Alphabet & Beyond Meat Sink After Earnings

S&P 500 Finally Hits Record High

Monday was an amazing day for stocks. MSCI all country world index was up 0.6%. It’s now up 18.27% year to date. It is only down 2.17% from its record high in January 2018. It’s closing in on that high as investors anticipate a global cyclical recovery. A main news event Monday was that the S&P 500 increased 0.56% to a new record high finally. It is up 21.24% year to date. This rally supports what the bulls have been saying for a few months.

On the one hand, listening to the perma bears call for a recession this year was very wrong. On the other hand, it’s probably not time to spike the football. Stocks are getting overbought. CNN fear and greed index rose 5 points to 67 which is greed. It’s getting close to extreme greed. 

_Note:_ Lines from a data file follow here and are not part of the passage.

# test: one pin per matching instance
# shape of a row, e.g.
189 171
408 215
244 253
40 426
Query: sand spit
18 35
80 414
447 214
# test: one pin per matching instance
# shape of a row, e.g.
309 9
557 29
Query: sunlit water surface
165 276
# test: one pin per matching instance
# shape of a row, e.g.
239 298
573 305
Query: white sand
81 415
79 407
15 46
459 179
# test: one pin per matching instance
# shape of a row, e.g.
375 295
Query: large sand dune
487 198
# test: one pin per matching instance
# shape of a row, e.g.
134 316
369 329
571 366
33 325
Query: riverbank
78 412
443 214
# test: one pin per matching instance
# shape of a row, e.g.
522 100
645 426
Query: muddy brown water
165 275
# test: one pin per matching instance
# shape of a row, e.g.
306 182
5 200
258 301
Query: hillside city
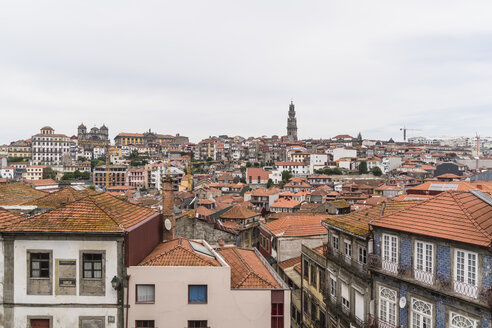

Our current situation is interesting. Latest earnings reports have been really good, but estimates are still for just 1.6% Q3 GDP growth. We have a weak, disappointing economy and a relatively solid earnings season. Thus, leading analysts to not take an ax to their Q4 earnings estimates.

Description Of Monday’s Rally

Nasdaq increased 1.01% ahead of Alphabet’s earnings in the evening and Facebook and Apple’s earnings later in the week. Russell 2000 rose 0.85% and the VIX increased 0.46 to 13.11. It’s interesting to see the VIX rise on an up day. It’s even more interesting when it’s a new record high for the S&P 500. Buying some protection when the market is getting close to extreme greed territory makes sense. To be clear, I’m just talking about the possibility of a 5% correction, not a bear market.

Worst 2 sectors were real estate and the utilities which fell 1.07% and 1.31%. Utilities have recently been declining because of the rise in rates. In the past 2 days, the sector is down 2.38%. As you can see from the chart above, the enterprise value to EBITA of the utilities sector is near 14X. It has gotten extremely expensive in the past few years. 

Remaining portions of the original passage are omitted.